Veja só. O sítio de pai, que agora é meu (não te contei, ele morreu e tive que parar de estudar) fica só a uma hora de distância da cidade. Todos os matutos daqui já têm luz em casa, mas eu continuo sem ter porque não se pode fincar os postes por dentro uma tal de APPA que criaram aqui na vizinhança.
Minha água é de um poço que meu avô cavou há muitos anos, uma maravilha, mas um homem do governo veio aqui e falou que tenho que fazer uma outorga da água e pagar uma taxa de uso, porque a água vai se acabar. Se ele falou deve ser verdade, né Luis?
Pra ajudar com as vacas de leite (o pai se foi, né ...) contratei Juca, filho de um vizinho muito pobre aqui do lado.

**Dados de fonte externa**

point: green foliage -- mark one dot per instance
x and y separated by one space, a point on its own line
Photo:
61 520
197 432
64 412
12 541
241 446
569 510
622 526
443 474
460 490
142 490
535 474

Carteira assinada, salário mínimo, tudo direitinho como o contador mandou. Ele morava aqui com nós num quarto dos fundos de casa. Comia com a gente, que nem da família. Mas vieram umas pessoas aqui, do sindicato e da Delegacia do Trabalho, elas falaram que se o Juca fosse tirar leite das vacas às 5 horas tinha que receber hora extra noturna, e que não podia trabalhar nem sábado nem domingo, mas as vacas daqui não sabem os dias da semana ai não param de fazer leite. Ô, bichos aí da cidade sabem se guiar pelo calendário?
Essas pessoas ainda foram ver o quarto de Juca, e disseram que o beliche tava 2 cm menor do que devia. Nossa! Eu não sei como encumpridar uma cama, só comprando outra né Luis? O candeeiro eles disseram que não podia acender no quarto, que tem que ser luz elétrica, que eu tenho que ter um gerador pra ter luz boa no quarto do Juca.
Disseram ainda que a comida que a gente fazia e comia juntos tinha que fazer parte do salário dele. Bom Luis, tive que pedir ao Juca pra voltar pra casa, desempregado, mas muito bem protegido pelos sindicatos, pelo fiscais e pelas leis. Mas eu acho que não deu muito certo...
Ivan Albuquerque
IVAN ALBUQUERQUE

SÃO PAULO - SÃO PAULO - PRODUÇÃO DE GADO DE CORTE

EM 19/08/2010


Concordo plenamente com o MP. O atual Código Florestal é tão bom. moderno e de vanguarda, que as ONGs, que aqui o defendem, deveriam aplicá-lo na USA, Holanda, China, India, Itália, Inglaterra e por aí vai, que resolveria o problema do aquecimento do planeta, com cada Pais contribuindo de forma equitativa.

Ivan Albuquerque

Helio Jose Rezende Queiroz
HELIO JOSE REZENDE QUEIROZ

IPATINGA - MINAS GERAIS

EM 19/08/2010

Importante a presença do MP na sociedade. Porém quando se fala que a legislação atual é moderna, não precisando mudar nada... se contradiz muito com a evolução humana, uma vez que nossos códigos estão sempre em evolução, acompanhando o momento vivido de cada época. Sugiro que os nossos RMP saiam um pouco dos escritorios com ar condicionado e façam visitas ao campo, para conhecerem de perto a realidade de quem realmente produz... e terem argumentos práticos para verificarem que o progresso na cidade é muito, mas muito mais nefasto do que no campo.